First off, I appreciated the dialogue so much which is what spurred this post. My goal as an advocate for Serverless and the broader AWS is to educate. I want people to ask questions because it opens the conversation. And sometimes it’s hard to understand what’s real and what’s fake. And as a tech community we don’t always do a super job at being welcoming and inclusive. Something I also hope to just make a small dent in. It’s something that the BelieveInServerless crew is working hard to do as well.
Second, I’m not going to say always Serverless or always containers. Or always Rust or always TyepScript. I don’t think that’s helpful. But I tend to try and rule out Serverless first.
Onto the numbers!
Everyone wants to talk about latency and it’s actually what I started with too in the LinkedIn article. So how does this 4MB Rust bundle running with 256MB of memory handle latency?
P99 – the cold starts
I’ve talked a good bit about tail latency with Lambda and those normally being the Cold Starts. The language, framework and bundle size matter here. So what does our latency show?
Over the 15 minutes that I measured the traffic, the highest recorded duration was 180ms. Right off the bat, we’ve beaten the 250ms mark by a nice number. I don’t have specifics because I didn’t trace the request but the majority of that time is initializing the AWS EventBridge SDK. I know this because I’ve seen non-SDK Lambdas start in less than 10ms.
OK, so we beat the 250ms number on the tail, but what does the Average latency look like?
The below graph is pretty powerful. The largest peak in that graph is 16ms. That’s roughly 230ms off the original ask of 250ms at the p75 mark. The lowest number is at 14.26ms which means we have a very smooth average performance. Incredible considering I’m not managing any of this infrastructure.
Back to the test, this is just steady and consistent traffic. If your load isn’t spinning up new Functions, you’ll likely not see that 180ms (p99) number again unless AWS decides you need a new runtime for some reason.
Even though the number has already been beaten, I want to look at what the minimum duration a Rust and Lambda does over that same period.
This line would be flat if I hadn’t made the graph so tall. The maximum in that peak is 8.96ms and the bottom of the graph is 8.10ms. A non-noticeable difference.
I also want to show that the Rust and Lambda load stayed pretty consistent across the window of time. Invocations are just the number of times your Lambda has been triggered. There was a small dip at one point, but the traffic overall was steady. What I also find fun to investigate is the number of concurrent executions. I’m not going to show that graph, but the number stayed at 4 the whole time. This is useful to track as concurrency is a metric that means something at an account level.
How much elbow grease did this take? I worked with the Momento team for a few hours on the Rust and Lambda just to bounce threw requirements. So that was time I would have spent whether I was using k8s or Lambda so I won’t consider it.
I deployed the code this morning with the One-Click CloudFormation Template supplied by the article linked at the top.
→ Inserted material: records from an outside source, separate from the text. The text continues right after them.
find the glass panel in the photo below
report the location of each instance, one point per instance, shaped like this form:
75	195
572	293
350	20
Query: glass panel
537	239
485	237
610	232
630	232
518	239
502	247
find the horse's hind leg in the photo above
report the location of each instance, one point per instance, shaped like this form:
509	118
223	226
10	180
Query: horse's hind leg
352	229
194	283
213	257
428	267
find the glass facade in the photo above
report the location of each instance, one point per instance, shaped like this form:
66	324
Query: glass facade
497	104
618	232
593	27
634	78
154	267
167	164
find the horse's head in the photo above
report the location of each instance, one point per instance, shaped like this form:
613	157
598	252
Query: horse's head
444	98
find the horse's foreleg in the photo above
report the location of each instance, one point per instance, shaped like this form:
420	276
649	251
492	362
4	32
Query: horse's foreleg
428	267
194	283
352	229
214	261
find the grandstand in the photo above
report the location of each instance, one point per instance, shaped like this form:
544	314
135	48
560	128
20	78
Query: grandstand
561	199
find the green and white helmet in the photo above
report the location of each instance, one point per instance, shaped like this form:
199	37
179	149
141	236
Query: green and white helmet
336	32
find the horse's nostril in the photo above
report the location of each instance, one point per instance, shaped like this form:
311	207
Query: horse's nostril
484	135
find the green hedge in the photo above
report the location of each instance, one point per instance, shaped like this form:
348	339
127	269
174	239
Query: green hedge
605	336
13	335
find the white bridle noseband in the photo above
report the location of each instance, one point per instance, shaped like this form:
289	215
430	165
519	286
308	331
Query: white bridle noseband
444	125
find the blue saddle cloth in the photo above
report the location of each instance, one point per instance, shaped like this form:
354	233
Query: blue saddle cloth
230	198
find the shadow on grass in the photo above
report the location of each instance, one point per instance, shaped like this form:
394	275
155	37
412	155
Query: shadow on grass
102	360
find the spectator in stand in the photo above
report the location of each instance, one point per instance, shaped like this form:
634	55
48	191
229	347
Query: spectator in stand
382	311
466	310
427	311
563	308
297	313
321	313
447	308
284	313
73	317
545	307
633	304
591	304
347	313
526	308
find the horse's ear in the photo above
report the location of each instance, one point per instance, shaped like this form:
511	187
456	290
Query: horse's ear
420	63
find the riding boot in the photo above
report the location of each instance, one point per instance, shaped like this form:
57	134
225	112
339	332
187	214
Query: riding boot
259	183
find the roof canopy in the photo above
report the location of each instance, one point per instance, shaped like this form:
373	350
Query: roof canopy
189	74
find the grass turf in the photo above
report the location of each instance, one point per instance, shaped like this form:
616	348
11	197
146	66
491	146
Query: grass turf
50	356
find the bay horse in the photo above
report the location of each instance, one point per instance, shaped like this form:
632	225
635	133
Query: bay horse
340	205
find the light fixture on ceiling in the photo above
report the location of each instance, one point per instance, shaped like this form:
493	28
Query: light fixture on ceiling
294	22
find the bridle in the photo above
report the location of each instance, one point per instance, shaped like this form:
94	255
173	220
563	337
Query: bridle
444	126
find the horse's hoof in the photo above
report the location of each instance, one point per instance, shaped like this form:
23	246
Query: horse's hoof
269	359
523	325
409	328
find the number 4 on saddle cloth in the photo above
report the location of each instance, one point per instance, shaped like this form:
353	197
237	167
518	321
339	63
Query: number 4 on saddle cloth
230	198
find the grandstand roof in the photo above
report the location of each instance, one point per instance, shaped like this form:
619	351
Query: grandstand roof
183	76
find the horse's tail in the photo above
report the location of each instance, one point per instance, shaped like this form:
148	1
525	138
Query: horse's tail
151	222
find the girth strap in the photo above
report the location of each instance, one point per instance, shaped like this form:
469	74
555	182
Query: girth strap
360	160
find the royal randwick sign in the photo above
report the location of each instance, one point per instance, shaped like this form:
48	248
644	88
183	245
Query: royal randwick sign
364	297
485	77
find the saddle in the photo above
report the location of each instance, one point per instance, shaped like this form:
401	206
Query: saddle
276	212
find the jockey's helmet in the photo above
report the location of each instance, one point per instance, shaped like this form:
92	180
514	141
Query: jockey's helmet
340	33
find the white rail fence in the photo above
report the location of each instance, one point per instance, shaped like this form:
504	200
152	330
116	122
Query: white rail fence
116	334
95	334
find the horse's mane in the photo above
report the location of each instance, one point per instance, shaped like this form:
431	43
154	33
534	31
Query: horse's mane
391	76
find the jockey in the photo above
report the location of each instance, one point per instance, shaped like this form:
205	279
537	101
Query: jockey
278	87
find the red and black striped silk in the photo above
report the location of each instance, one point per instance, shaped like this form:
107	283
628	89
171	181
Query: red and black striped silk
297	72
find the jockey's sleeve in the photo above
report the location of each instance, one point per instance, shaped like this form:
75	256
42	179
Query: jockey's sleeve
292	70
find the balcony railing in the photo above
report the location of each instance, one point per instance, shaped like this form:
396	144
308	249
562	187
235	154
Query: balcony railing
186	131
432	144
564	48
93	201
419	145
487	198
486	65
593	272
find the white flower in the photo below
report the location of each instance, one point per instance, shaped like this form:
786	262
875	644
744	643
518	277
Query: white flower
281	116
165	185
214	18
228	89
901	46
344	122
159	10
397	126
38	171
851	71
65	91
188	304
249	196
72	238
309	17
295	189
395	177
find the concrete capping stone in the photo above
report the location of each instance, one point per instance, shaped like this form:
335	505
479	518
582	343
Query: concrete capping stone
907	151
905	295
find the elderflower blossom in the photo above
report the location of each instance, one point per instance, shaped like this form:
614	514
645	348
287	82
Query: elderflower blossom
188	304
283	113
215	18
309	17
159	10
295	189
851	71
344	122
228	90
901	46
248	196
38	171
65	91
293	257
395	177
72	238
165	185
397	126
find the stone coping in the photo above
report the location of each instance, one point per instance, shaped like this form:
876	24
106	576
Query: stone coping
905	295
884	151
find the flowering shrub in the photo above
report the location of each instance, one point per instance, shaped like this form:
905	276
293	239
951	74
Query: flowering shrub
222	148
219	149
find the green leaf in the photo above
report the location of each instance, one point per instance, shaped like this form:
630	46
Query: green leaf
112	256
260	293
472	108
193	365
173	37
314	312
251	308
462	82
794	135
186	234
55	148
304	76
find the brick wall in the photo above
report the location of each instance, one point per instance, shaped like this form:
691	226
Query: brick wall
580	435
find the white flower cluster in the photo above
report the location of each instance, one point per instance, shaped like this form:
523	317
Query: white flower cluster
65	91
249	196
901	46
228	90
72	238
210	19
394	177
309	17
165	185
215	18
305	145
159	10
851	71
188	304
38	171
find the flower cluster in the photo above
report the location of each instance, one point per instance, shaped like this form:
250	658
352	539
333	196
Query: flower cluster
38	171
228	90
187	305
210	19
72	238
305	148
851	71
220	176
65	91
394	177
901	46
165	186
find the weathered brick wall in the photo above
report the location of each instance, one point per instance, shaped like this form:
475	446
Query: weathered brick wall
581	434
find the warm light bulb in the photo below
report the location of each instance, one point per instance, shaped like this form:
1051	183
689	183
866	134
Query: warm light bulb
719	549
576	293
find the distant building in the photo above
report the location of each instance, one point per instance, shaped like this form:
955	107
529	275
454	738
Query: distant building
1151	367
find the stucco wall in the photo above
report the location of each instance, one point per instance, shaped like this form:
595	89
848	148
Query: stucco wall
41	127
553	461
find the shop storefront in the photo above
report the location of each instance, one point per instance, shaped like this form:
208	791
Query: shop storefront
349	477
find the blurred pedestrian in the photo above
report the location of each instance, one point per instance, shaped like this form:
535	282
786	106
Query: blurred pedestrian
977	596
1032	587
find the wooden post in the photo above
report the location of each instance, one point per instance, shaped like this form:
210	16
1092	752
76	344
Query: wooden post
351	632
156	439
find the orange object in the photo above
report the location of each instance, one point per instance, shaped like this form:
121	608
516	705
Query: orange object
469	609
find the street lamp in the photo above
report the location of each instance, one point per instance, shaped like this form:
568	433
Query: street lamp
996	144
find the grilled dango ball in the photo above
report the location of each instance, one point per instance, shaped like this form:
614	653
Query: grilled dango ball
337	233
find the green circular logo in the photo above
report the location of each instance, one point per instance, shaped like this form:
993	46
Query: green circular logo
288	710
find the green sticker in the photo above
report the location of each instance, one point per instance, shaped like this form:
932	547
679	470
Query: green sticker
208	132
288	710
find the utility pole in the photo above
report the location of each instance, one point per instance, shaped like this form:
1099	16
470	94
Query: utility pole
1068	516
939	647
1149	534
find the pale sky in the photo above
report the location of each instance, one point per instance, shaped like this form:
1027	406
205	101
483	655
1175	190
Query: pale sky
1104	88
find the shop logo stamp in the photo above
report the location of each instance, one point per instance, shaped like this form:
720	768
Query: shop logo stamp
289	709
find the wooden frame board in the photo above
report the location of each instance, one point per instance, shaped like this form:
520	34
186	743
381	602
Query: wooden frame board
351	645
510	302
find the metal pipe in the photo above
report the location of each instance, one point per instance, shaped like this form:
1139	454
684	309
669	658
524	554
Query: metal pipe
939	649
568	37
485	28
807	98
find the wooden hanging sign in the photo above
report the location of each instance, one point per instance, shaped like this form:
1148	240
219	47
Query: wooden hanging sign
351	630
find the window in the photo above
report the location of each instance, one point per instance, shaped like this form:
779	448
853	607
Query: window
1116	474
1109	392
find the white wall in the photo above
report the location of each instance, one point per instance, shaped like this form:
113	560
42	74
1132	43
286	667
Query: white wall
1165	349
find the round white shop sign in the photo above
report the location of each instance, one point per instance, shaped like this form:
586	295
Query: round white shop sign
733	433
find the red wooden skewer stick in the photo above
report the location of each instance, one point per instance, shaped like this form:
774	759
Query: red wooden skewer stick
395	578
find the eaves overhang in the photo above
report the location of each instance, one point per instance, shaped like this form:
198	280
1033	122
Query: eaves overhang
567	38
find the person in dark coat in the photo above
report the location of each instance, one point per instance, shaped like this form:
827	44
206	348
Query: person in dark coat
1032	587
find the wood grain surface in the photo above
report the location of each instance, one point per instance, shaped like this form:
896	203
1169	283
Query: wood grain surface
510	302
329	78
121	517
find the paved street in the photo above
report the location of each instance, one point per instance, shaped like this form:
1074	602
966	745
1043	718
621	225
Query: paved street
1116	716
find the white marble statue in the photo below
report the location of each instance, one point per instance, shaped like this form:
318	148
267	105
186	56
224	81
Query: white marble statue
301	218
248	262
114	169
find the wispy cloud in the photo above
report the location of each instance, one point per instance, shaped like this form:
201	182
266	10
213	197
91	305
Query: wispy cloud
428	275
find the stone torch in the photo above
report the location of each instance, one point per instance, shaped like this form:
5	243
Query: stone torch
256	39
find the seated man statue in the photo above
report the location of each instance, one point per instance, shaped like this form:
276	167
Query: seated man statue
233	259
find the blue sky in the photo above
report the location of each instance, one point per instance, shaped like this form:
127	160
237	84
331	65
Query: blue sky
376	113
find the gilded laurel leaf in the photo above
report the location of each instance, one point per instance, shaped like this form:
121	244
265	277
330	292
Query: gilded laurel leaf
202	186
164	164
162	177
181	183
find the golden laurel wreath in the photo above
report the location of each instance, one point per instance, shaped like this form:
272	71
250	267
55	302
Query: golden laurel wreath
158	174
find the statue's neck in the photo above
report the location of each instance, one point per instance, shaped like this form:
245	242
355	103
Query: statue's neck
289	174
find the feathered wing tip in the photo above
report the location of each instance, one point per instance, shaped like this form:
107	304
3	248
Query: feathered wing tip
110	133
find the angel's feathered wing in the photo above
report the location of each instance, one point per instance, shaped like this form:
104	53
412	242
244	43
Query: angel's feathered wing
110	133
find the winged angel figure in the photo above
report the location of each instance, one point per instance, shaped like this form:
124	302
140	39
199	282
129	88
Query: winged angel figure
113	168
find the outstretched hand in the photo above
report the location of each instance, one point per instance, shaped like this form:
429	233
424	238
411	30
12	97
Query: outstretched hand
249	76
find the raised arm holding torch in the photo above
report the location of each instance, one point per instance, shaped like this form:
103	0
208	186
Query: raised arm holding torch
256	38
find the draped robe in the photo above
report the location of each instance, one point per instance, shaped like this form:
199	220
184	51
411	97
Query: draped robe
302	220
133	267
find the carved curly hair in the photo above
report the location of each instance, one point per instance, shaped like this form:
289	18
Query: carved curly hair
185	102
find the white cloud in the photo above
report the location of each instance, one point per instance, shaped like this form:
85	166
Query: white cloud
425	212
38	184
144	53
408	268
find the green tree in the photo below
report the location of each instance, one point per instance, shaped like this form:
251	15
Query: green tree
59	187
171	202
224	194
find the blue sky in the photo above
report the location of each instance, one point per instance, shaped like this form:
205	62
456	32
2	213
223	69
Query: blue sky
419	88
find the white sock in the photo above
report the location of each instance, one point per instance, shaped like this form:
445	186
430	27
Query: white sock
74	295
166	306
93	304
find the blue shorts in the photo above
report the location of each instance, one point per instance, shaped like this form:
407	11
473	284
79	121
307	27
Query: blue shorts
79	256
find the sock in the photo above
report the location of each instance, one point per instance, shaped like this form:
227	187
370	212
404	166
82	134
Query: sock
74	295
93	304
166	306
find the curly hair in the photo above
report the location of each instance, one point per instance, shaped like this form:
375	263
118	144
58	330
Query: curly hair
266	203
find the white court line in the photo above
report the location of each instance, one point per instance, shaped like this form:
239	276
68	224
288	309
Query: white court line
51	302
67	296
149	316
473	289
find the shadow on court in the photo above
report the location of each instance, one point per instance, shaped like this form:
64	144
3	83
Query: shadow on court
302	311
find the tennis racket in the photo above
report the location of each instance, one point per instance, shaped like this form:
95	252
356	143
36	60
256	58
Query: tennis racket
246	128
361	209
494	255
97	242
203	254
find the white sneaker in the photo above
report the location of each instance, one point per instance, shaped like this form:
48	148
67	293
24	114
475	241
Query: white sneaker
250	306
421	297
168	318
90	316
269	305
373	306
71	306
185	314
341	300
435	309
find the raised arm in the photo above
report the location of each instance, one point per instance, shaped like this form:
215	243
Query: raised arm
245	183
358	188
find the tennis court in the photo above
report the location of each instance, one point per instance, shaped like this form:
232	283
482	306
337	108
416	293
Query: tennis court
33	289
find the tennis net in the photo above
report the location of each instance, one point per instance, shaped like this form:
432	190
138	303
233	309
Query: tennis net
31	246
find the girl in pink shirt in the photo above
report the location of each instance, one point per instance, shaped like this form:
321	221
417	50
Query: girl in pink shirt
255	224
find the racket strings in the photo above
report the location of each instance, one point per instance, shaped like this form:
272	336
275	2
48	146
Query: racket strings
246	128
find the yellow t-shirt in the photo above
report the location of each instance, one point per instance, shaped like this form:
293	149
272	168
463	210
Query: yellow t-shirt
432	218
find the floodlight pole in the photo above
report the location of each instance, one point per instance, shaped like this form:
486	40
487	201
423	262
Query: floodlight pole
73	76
That took a total of 3 minutes to run. Setting up the Cache and Webhook in Momento also took about 2 minutes to navigate the website. And then I built the test harness with Artillery this morning as well in about 5 minutes.
Quite frankly the bulk of the time to do all this was spent writing this article and waiting for Artillery to finish. My elbows are chaffed and cracked like normal at the moment.
The last thing I want to offer here is that Serverless has a place in the value ecosystem. Is it the right fit for everything, no. But is it a great place to start a lot of the time? I believe so. And can you build highly scalable and enterprise-grade workloads with it? Absolutely! There are more than a few that have documented this well.
As for speed, looking at the 16ms average duration on this workload is plenty fast for so many operations. And when you layer in that the operational complexity and concerns are so much less than running your own, it’s a very attractive option for a lot of us.
Thanks for reading and happy building!